19 April 2004 19:56 [Source: ICIS news]
HOUSTON (CNI)--Only about a quarter of the 34 liquefied natural gas (LNG) terminals proposed for North America will be built because most won’t clear high financial and regulatory hurdles, an Oklahoma energy official said here Monday.
David Fleischaker, Oklahoma's secretary of energy, told industry executives today that despite that anticipated high project failure rate, LNG will play a significant role in US short term energy needs - and most of that supply will be imported from foreign sources.
Speaking at the Ziff Energy Group's 9th annual North American Gas Strategies Conference here, he added: "But then you have to recognize that we’re putting our eggs in a basket and that basket is in foreign hands."
Fleischaker said LNG companies in the US must address three major concerns when developing an LNG facility: location, location and location.
"The LNG industry would do well to heed the lessons of the nuclear industry and not place facilities near population areas," he said. "Putting LNG facilities in high population zones raises their visibility and adds more public issues, which lead to additional costs."

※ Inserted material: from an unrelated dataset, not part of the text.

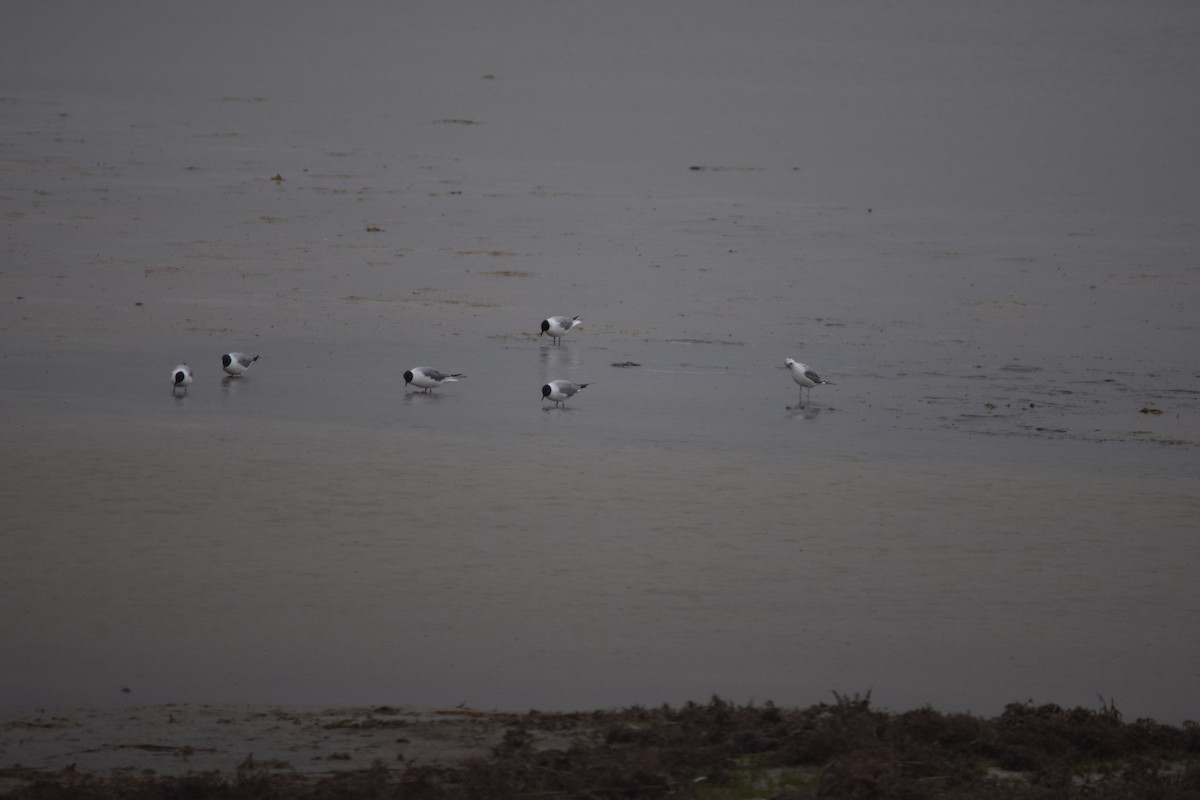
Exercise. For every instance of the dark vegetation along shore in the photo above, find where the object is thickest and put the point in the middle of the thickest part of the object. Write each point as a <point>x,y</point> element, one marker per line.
<point>720,750</point>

Fleischaker noted that increased costs helped derail the US nuclear industry three decades ago.
At the same time, said Fleischaker, safety of LNG should be the "number one" concern.
He added: "A catastrophic accident wouldn’t be pretty and would rock the industry. If it occurs when the industry is in its infancy, it will deliver a terrible setback to LNG."
The Ziff conference is focused on transportation, supply, price and regulation of natural gas in North America. The conference concludes tomorrow.